Пришлось смотреть серию почти до конца. Наконец героиня появилась.
– Вот эту даму все называют Мирандой, – доложила я Кирзачу.
Он кивнул – так, мол, и думал, и я поразилась счастливому мечтательному выражению его лица.
После титров, которые сопровождались страдальческой песней, Кирзач подошел к двери, которая ведет в кухню большого дома, и открыл ее, дав понять недвусмысленным жестом, что мне пора убираться.
Стало не по себе. Но я, конечно, подчинилась. Уже стоя в дверях, решила кое-что уточнить.
– А кто обходит дом и запирает на ночь все двери?
Кирзач ткнул пальцем себе в грудь.
– А окна? Окна все закрыты?
Тот же жест, только уже более раздраженный.
– А камин не надо перекрыть? Он ночью не задымит?
Застыл истуканом, смотрит мимо меня – я обидела специалиста недоверием.
– Давай договоримся. Ты не лезешь ко мне. Не мешаешь спать по утрам, не готовишь мне еду и не включаешь телевизор так громко, как сегодня. Кстати, на кой черт ты вообще включаешь громкость?
Он показал на меня и потом двумя пальцами – идет человечек.
– Чтобы я пришла?
Кивает.
– Ладно! – меня почему-то разозлило это его объяснение. – Не попадайся мне часто на глаза. И... одень девочку потеплее, ей холодно в декабре в одном платьице!
После моих слов о девочке глаза истопника потемнели, рот приоткрылся. Он медленно поднял руку с растопыренными пальцами и вдруг обхватил этими шершавыми грязными пальцами мой рот и подбородок. Резкий и сильный толчок, и я, еле удержавшись на ногах, оказалась в кухне перед захлопнувшейся в пристройку дверью.
Тяжело дыша, я прошлась по первому этажу, включая и выключая свет, пока моя ненависть не отступила перед осознанием, что ему я сделала больнее своей провокацией. В ванной я начала успокаиваться от шума воды из крана. Тщательно намылив, вымыла лицо. Прополоскала рот. Из зеркала на меня посмотрела раскрасневшаяся особа с короткой, вполне приличной двухцветной стрижкой и припухшими губами. Ничего себе он цапнул своей ручищей! Мои губы и подбородок. Мерзкая тварь!..
В комнате наверху, заперев дверь на ключ и подставив под ручку спинку стула, я забралась, не раздеваясь, в кровать и в малейших подробностях представила истопника.

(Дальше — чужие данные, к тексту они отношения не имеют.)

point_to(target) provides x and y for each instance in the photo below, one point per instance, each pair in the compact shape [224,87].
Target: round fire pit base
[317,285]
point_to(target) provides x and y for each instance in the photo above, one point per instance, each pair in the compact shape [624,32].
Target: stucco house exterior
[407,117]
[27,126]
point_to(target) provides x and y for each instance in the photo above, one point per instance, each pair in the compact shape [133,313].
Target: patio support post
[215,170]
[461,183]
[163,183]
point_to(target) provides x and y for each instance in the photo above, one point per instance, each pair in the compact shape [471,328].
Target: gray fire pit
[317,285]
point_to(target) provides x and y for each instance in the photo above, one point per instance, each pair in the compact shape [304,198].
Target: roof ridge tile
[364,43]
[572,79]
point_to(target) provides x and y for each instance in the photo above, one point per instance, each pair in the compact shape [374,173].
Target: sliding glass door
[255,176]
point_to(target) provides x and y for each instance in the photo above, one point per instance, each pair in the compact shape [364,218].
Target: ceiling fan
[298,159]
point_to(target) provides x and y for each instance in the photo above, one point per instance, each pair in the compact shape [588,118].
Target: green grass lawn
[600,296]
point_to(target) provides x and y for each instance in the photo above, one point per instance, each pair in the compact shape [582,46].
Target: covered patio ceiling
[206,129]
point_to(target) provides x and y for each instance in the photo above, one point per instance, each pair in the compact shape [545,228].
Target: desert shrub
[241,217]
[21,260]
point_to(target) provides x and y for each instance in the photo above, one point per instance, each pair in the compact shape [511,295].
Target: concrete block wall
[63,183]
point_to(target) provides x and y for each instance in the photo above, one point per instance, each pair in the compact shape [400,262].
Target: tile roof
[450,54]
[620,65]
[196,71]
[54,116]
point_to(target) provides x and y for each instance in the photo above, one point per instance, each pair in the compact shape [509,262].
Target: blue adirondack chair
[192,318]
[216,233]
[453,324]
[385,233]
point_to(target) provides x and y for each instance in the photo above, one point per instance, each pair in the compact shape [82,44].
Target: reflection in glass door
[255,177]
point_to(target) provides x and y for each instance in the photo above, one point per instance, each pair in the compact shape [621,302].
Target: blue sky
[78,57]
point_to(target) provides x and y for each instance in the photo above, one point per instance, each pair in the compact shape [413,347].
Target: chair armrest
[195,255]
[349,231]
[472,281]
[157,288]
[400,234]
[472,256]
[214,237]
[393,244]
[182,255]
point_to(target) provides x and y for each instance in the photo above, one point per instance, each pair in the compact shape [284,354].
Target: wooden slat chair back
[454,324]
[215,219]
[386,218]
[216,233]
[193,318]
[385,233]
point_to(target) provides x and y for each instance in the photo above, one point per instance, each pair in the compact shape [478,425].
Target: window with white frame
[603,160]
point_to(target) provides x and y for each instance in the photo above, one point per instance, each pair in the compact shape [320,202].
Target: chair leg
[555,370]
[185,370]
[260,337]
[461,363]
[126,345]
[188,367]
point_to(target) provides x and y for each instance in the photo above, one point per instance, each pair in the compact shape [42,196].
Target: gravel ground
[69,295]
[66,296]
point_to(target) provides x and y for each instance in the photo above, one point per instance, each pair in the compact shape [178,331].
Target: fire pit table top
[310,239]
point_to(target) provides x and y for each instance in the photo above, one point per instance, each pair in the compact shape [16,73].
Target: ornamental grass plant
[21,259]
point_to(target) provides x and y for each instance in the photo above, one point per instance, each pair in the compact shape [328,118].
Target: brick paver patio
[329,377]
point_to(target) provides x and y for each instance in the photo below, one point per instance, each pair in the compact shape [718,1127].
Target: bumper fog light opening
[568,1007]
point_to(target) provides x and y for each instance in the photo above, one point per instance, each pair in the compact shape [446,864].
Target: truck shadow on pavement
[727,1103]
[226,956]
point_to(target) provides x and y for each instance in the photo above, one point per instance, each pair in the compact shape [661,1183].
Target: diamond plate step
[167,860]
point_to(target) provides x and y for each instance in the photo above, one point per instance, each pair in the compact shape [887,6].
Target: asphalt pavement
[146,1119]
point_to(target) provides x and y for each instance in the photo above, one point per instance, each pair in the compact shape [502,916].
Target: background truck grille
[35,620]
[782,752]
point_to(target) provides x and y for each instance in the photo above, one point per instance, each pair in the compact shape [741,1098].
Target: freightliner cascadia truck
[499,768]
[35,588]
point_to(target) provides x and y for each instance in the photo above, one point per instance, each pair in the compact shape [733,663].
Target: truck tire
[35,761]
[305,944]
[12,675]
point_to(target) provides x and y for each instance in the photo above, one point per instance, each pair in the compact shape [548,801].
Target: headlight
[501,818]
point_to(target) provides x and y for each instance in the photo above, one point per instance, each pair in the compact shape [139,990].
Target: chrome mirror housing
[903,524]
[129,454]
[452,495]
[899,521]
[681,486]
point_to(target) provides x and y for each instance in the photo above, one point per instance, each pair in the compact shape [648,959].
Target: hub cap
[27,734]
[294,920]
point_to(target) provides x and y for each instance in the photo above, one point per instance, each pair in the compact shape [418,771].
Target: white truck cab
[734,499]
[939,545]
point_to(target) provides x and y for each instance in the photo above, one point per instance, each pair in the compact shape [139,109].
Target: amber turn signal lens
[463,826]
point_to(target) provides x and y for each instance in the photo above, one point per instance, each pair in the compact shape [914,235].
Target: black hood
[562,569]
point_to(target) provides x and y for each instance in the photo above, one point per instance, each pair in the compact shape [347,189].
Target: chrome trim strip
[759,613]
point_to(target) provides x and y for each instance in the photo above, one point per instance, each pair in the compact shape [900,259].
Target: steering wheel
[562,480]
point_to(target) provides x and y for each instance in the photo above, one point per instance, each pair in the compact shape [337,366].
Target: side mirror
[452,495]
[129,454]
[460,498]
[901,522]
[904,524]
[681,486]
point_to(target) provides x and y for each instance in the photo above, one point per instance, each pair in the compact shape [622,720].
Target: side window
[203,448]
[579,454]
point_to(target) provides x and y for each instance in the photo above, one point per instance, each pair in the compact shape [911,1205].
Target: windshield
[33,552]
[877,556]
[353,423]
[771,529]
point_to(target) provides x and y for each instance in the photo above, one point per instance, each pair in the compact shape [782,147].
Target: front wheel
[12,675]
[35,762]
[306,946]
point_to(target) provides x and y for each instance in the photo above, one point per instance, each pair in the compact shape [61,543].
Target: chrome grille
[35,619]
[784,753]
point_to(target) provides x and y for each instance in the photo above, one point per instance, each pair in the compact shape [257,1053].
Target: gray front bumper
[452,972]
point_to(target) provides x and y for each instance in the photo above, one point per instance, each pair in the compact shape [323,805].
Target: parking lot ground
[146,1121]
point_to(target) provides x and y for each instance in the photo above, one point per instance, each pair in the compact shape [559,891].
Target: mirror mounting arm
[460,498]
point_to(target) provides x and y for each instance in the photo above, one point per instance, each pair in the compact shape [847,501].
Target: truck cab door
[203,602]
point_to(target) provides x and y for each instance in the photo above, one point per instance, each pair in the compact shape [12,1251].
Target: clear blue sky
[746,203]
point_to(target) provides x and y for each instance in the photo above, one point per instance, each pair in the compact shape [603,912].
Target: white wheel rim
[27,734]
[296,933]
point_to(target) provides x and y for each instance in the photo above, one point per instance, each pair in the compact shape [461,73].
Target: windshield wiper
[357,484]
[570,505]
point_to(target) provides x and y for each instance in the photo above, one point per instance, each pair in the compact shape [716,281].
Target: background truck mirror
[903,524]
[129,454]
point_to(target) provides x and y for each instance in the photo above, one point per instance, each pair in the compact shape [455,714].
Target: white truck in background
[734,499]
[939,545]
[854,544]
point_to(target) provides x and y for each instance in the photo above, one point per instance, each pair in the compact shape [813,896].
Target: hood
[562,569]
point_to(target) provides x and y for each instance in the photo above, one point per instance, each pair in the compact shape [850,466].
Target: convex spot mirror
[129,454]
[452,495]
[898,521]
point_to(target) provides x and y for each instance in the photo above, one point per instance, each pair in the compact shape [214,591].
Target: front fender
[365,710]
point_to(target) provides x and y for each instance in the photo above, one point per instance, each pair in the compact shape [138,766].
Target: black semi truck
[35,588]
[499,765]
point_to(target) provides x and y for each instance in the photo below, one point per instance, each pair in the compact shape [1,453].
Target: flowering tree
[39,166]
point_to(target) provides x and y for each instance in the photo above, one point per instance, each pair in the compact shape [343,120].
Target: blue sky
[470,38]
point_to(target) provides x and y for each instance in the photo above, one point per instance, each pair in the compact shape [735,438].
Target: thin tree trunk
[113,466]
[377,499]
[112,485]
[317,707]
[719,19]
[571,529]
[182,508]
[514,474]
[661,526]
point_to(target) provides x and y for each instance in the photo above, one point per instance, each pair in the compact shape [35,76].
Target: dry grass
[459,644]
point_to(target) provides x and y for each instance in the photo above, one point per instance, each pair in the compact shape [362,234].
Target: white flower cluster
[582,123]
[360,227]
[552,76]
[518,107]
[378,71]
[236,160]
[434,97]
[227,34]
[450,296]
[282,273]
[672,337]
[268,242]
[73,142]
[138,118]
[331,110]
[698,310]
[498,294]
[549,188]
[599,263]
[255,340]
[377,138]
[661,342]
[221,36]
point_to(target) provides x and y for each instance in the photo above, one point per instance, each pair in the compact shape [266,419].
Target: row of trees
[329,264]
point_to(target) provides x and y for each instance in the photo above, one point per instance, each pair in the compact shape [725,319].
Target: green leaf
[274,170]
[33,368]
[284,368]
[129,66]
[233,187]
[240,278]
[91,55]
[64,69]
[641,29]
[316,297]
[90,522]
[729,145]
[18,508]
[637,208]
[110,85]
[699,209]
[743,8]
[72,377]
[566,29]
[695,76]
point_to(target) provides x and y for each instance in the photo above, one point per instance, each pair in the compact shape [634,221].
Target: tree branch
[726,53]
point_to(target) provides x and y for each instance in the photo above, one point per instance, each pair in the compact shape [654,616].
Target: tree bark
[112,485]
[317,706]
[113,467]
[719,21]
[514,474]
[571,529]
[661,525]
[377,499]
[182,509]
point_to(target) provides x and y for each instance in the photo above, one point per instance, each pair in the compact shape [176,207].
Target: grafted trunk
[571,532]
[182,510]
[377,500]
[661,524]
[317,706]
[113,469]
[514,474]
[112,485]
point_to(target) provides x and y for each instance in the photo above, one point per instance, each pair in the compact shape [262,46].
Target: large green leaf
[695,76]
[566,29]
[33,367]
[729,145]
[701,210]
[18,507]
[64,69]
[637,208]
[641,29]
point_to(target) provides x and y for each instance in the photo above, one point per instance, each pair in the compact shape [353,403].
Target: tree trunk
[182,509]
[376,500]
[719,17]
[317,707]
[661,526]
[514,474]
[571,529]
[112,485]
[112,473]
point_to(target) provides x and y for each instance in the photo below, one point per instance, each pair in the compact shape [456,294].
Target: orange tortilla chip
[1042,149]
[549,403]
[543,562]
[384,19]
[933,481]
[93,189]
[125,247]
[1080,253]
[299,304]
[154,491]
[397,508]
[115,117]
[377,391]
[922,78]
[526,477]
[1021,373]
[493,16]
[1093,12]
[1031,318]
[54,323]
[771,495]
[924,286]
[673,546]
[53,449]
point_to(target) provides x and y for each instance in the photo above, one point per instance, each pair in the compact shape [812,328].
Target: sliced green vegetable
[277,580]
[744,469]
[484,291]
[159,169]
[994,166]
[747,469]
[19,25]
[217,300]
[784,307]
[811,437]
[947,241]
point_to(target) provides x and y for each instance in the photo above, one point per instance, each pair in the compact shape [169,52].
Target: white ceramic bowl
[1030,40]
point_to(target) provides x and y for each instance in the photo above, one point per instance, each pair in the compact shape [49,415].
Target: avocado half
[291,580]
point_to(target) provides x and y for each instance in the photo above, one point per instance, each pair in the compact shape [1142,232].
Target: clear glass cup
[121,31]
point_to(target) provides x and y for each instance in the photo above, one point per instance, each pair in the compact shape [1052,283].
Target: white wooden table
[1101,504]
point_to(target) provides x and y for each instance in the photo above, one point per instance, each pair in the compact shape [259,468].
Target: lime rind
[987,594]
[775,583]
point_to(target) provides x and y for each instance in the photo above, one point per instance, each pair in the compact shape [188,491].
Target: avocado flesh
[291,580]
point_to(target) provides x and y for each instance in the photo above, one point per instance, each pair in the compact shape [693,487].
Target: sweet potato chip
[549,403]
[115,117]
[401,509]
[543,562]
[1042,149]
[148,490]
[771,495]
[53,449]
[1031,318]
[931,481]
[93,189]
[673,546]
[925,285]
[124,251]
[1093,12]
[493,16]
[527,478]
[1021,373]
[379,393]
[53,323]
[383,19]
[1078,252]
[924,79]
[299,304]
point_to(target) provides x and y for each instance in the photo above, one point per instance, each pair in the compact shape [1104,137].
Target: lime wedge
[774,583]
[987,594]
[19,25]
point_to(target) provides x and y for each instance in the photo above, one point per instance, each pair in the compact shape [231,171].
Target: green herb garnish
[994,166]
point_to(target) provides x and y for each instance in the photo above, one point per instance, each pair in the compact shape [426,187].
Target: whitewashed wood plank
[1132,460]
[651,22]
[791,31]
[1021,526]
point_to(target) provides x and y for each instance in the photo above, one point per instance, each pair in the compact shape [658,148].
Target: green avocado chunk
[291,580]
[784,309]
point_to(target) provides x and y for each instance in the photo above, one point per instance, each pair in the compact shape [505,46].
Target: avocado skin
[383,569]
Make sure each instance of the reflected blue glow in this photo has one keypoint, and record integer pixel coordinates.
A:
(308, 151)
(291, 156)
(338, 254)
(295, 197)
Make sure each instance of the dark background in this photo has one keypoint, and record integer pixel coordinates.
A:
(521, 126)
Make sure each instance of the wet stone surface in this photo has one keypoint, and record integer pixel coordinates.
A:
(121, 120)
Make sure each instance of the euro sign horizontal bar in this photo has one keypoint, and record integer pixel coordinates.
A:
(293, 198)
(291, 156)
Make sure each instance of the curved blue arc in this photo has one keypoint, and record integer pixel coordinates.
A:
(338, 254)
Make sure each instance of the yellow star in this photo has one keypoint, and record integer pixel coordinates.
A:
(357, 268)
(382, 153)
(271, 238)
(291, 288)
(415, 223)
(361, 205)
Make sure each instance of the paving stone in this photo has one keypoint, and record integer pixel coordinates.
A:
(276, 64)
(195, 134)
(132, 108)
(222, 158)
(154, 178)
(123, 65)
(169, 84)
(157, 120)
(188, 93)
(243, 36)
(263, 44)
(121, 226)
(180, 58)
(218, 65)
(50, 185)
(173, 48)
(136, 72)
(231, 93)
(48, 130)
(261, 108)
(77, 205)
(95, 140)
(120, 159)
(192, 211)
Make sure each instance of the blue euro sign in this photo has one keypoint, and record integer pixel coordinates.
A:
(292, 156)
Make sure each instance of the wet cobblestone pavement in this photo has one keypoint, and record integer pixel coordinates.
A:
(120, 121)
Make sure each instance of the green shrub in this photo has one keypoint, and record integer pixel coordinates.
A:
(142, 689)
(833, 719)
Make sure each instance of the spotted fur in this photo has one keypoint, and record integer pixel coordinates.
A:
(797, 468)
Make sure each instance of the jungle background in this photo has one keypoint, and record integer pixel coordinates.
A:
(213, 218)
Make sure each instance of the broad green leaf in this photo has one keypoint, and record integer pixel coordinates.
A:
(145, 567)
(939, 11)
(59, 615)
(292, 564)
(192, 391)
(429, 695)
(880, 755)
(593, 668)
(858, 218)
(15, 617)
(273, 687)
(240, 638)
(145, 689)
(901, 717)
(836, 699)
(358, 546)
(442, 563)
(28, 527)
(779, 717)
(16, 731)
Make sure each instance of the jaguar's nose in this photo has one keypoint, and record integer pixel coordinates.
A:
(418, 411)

Не намного выше меня – сантиметров на десять. Коренастый, коротконогий. Обувь – войлочные короткие сапоги на резиновой подошве. Стеганые штаны с какими-то подвязками – болтаются грязные концы веревок. Старый шерстяной свитер, на рукавах заплатки из кожи. Поверх свитера – стеганая безрукавка той же выделки, что и штаны. Вроде телогрейки с обрезанными рукавами.
Голова. Косматая, со свалявшимися от шапки волосами странного серого цвета. Неопрятная – пучками – рыжеватая борода с проседью. Усы желтые. Курит? Никакого намека на запах табака. Нос небольшой, глаза непонятно какие – калмыцкие?.. татарские? Совершенно нехарактерная и бесцветная внешность. Одним словом, настоящий душегуб. Неприметный и ловкий.